Les femmes au combat
Une soixantaine de femmes sont actuellement mises en examen dans des dossiers de filière djihadiste. Certaines, «aux profils inquiétants», étaient prêtes à passer à l’acte.
Les autorités françaises ont-elles sous-estimé le rôle joué par les femmes dans la mouvance djihadiste? Le procureur de la République de Paris, François Molins, le reconnaissait à demi-mot dans une interview accordée au Monde le 2 septembre : « On a peut-être été trop scrupuleux au début en se disant que les femmes suivaient leur mari et se cantonnaient à des tâches ménagères en Syrie. » Après l’interpellation de trois jeunes femmes à Boussy-SaintAntoine (Essonne) dans le cadre de l’enquête sur la voiture chargée de bonbonnes de gaz, la question de l’implication de femmes dans des actions terroristes est relancée.
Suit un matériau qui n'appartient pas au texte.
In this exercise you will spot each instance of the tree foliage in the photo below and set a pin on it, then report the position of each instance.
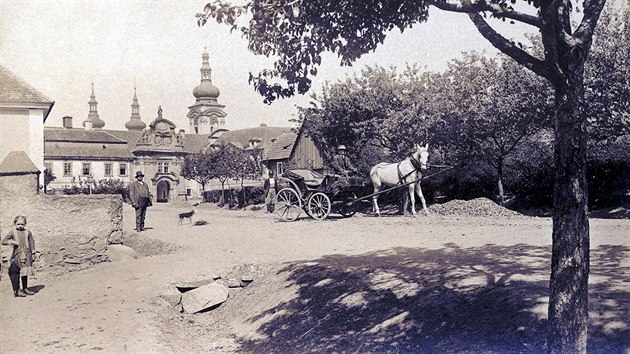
(228, 162)
(380, 110)
(488, 107)
(197, 167)
(49, 176)
(607, 77)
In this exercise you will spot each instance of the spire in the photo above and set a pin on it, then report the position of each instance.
(135, 122)
(97, 123)
(206, 90)
(206, 70)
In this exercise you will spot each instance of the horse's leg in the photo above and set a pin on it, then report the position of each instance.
(377, 188)
(412, 198)
(424, 203)
(405, 203)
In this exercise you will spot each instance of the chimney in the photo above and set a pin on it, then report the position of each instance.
(88, 124)
(67, 122)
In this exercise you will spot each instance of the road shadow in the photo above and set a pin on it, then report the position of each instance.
(482, 299)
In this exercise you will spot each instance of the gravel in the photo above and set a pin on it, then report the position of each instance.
(480, 207)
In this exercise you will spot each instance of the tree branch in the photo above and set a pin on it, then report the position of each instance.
(508, 47)
(495, 9)
(592, 11)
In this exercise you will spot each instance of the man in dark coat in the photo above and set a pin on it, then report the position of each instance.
(140, 199)
(271, 189)
(343, 167)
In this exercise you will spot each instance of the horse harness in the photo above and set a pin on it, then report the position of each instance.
(416, 165)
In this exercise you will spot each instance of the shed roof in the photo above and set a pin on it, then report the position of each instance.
(81, 135)
(15, 90)
(17, 162)
(81, 150)
(241, 137)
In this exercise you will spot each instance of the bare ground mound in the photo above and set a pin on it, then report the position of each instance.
(146, 246)
(479, 207)
(402, 300)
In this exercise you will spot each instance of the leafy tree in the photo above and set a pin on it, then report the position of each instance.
(296, 32)
(607, 77)
(379, 110)
(197, 168)
(489, 107)
(48, 177)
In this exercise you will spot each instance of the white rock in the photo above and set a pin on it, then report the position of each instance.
(204, 297)
(119, 253)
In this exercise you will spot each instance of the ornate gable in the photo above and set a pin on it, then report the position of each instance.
(161, 136)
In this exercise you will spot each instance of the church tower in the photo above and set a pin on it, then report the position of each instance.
(135, 123)
(96, 122)
(206, 115)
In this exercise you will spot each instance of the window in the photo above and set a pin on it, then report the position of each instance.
(123, 169)
(67, 169)
(85, 169)
(279, 169)
(108, 169)
(162, 167)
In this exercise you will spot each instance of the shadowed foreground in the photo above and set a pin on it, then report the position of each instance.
(480, 299)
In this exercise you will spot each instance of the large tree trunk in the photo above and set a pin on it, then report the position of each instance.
(568, 287)
(500, 181)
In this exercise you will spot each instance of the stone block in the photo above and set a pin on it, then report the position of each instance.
(119, 253)
(204, 297)
(192, 285)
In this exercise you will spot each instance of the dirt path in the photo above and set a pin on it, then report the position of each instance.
(392, 284)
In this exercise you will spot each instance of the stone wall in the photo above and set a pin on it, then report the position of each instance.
(70, 231)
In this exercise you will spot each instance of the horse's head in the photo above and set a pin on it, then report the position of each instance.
(421, 154)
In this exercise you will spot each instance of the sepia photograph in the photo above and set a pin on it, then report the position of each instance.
(314, 176)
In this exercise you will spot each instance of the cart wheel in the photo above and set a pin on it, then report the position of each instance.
(344, 204)
(318, 206)
(288, 204)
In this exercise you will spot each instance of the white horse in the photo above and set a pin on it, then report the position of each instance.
(405, 172)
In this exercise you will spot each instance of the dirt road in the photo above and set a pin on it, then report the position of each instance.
(425, 284)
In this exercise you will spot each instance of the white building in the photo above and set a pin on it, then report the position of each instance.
(23, 111)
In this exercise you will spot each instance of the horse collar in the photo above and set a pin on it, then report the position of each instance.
(416, 164)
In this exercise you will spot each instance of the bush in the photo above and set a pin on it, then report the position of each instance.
(236, 197)
(608, 173)
(104, 186)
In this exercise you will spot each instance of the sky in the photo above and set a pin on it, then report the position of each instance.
(61, 47)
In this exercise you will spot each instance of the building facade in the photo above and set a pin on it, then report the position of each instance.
(92, 153)
(23, 111)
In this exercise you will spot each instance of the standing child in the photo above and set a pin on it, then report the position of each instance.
(271, 189)
(21, 261)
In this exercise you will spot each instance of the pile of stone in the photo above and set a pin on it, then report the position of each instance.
(480, 207)
(206, 294)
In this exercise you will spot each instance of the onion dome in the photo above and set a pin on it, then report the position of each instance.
(135, 122)
(206, 89)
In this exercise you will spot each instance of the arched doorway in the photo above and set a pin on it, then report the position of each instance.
(163, 189)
Une soixantaine sont actuellement mises en examen dans des dossiers de filières djihadistes ou de projets d’attentats, dont des mineures aux « profils très inquiétants », indiquait le procureur. Plusieurs cas ont été révélés cet été, comme celui d’une adolescente de 16 ans originaire de Melun, mise en examen et écrouée alors qu’elle se disait prête à commettre un attentat sur la messagerie sécurisée Telegram.
Un phénomène sous-estimé
Pour Béatrice Brugère, secrétaire générale du syndicat FO-Magistrats et ancienne juge antiterroriste contactée par 20 Minutes, le rôle des femmes a été clairement « sous-estimé » : « On s’aperçoit qu’on a sans doute eu une mauvaise appréciation. Les femmes sont de plus en plus impliquées, elles sont de plus en plus jeunes et aussi motivées que les garçons. On a peutêtre été victimes de nos propres préjugés selon lesquels la femme serait moins violente que l’homme. » Une analyse partagée par François Molins : « Daesh entend faire des femmes des combattantes », a-t-il lancé lors de sa conférence de presse vendredi. Dans un rapport publié en août dans les Cahiers de l’institut religioscope, Olivier Moos, docteur en histoire contemporaine de l’Université de Fribourg et à l’EHESS, écrivait : « La femme peut prendre en main sa propre vie similairement aux hommes et participer à la restauration du Califat en épousant un djihadiste […], se délivrer des maux d’une vie occidentale et s’assimiler à une nouvelle solidarité féminine, baignant dans la piété, au service d’une cause transcendante qu’elles peuvent soutenir activement. » En juillet, Europol faisait état de 128 femmes arrêtées en 2015 pour des activités de terrorisme djihadiste. Elles étaient 6 en 2013.